Am nächsten Morgen kam eine Hiobsbotschaft, unsere Luftfracht war nicht mitgekommen. Unser Freund Norbert Koebke, Leiter der Deutschen Lufthansa in Khartum, bemühte sich angestrengt, unser Gepäck aufzufinden. Trotz aller Telexe nach München, Frankfurt und Kairo — kein Erfolg. Auch mit der nächsten Maschine kam das Gepäck nicht. Wir mußten wohl oder übel in dem einfachen, aber teuren Hotel bleiben und warten. Einen Tag vor Heiligabend trafen die Gepäckstücke ein. Wir atmeten auf, kamen aber an unser Gepäck nicht heran. Alle Behörden und Büros, einschließlich der Zollabfertigung, waren geschlossen, und zwar für die ganze Woche. In die Zeit vom 23. Dezember bis Jahresende fallen die hohen Feiertage der Mohammedaner und der Christen, anschließend beginnen im Sudan mit Jahresanfang die Unabhängigkeitsfeiern. Eine katastrophale Situation. Wir waren in Khartum gefangen.

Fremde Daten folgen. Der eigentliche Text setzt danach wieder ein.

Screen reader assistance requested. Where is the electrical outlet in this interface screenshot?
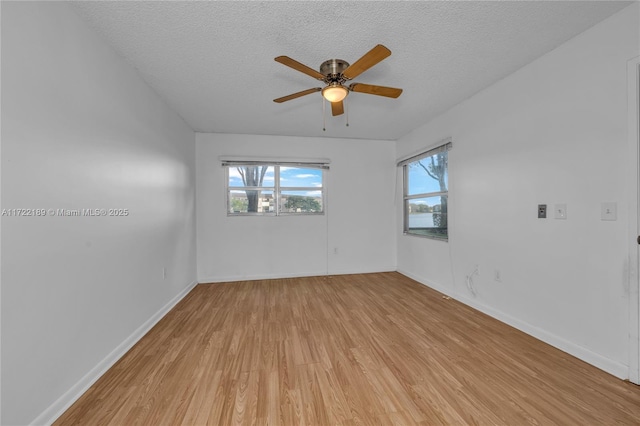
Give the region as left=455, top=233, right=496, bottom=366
left=494, top=269, right=501, bottom=282
left=538, top=204, right=547, bottom=218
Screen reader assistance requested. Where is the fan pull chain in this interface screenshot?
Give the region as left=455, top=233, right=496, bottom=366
left=322, top=98, right=326, bottom=131
left=345, top=98, right=349, bottom=127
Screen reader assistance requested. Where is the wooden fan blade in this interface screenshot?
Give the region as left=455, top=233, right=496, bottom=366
left=342, top=45, right=391, bottom=80
left=275, top=56, right=325, bottom=80
left=349, top=83, right=403, bottom=98
left=331, top=101, right=344, bottom=116
left=273, top=88, right=321, bottom=103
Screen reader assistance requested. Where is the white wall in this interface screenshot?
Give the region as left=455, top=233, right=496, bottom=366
left=1, top=3, right=196, bottom=424
left=196, top=133, right=396, bottom=282
left=396, top=3, right=639, bottom=378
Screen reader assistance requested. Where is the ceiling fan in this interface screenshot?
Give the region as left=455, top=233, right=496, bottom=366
left=273, top=44, right=403, bottom=117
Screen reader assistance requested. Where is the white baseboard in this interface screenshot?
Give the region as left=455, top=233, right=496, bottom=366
left=397, top=269, right=628, bottom=380
left=31, top=280, right=198, bottom=426
left=198, top=267, right=397, bottom=284
left=397, top=269, right=452, bottom=295
left=327, top=266, right=397, bottom=277
left=198, top=271, right=329, bottom=284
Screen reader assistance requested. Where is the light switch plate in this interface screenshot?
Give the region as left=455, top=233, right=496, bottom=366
left=601, top=202, right=617, bottom=221
left=554, top=204, right=567, bottom=219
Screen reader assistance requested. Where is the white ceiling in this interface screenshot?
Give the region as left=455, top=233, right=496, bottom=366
left=72, top=1, right=631, bottom=141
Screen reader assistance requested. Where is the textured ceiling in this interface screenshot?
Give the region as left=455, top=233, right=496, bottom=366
left=72, top=1, right=631, bottom=141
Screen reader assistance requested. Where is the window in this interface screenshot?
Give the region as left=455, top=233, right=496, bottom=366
left=399, top=141, right=451, bottom=240
left=224, top=161, right=326, bottom=216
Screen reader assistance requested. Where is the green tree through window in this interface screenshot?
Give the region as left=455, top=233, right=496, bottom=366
left=284, top=195, right=321, bottom=212
left=237, top=166, right=268, bottom=213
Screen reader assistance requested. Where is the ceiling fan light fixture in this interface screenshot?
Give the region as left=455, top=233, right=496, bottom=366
left=322, top=84, right=348, bottom=103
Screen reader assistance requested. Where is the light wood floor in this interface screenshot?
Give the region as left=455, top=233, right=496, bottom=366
left=55, top=272, right=640, bottom=425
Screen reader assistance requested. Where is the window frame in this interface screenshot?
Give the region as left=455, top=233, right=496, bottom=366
left=224, top=163, right=326, bottom=216
left=399, top=141, right=451, bottom=241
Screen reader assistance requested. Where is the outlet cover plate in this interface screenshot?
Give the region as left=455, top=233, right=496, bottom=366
left=538, top=204, right=547, bottom=218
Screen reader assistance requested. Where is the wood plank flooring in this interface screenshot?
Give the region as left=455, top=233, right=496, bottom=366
left=55, top=272, right=640, bottom=425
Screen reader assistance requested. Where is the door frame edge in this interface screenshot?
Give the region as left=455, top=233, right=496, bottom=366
left=627, top=55, right=640, bottom=384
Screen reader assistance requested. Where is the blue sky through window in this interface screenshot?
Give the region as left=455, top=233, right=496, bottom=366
left=228, top=166, right=323, bottom=197
left=408, top=156, right=448, bottom=197
left=280, top=167, right=322, bottom=188
left=228, top=166, right=274, bottom=187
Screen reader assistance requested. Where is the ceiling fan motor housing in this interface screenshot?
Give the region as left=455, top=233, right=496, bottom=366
left=320, top=59, right=350, bottom=83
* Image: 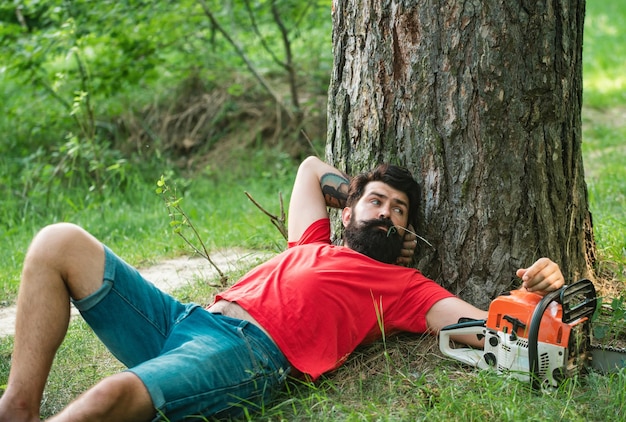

In dieser verzweifelten Situation wurde Norbert Koebke unser rettender Engel. Wie er es geschafft hatte, weiß ich nicht mehr, aber er bekam während der Weihnachtstage unser Gepäck aus dem Zoll heraus. Ein neuer Schrecken. Unser Seesack mit unentbehrlichen Geräten wie Lichtkabel, Kamerafolien, Filmstativ und anderen wichtigen Teilen war nicht dabei und, wie es sich herausstellen sollte, auch nicht mehr zu finden. Wir mußten uns das alles aus Deutschland besorgen lassen und verloren so eine weitere Woche. Spätestens Anfang Dezember wollte ich in Kau sein, und nun war es Weihnachten. Um die Katastrophe zu vervollständigen, gelang es uns trotz meiner guten Beziehungen zu den sudanesischen Behörden und trotz hilfsbereiter Freunde nicht, in Khartum einen LKW zu mieten. Präsident Nimeiri und einige seiner Minister verbrachten die Tage in Mekka, auch Abu Bakr war nicht in Khartum. Welche Mühen hatten die Vorbereitungen der Expedition gekostet, und nun saßen wir hier schon seit drei Wochen.
Ein Glück, daß der sudanesische Außenminister, der mir in New York jede Hilfe versprochen hatte, sich in Khartum aufhielt. Immerhin gelang es ihm, uns wenigstens ab El Obeid Fahrzeuge zu verschaffen und mir ein Flugticket dorthin, für Horst eine Eisenbahn
fahrkarte.
Wahrend ich mich in El Obeid um die Fahrzeuge bemühte, blieb Horst noch in Khartum, bis die aus München kommenden Ersatzstücke einträfen. Mit seinen 35 Kisten sollte er per Bahn nach El Obeid nachkommen.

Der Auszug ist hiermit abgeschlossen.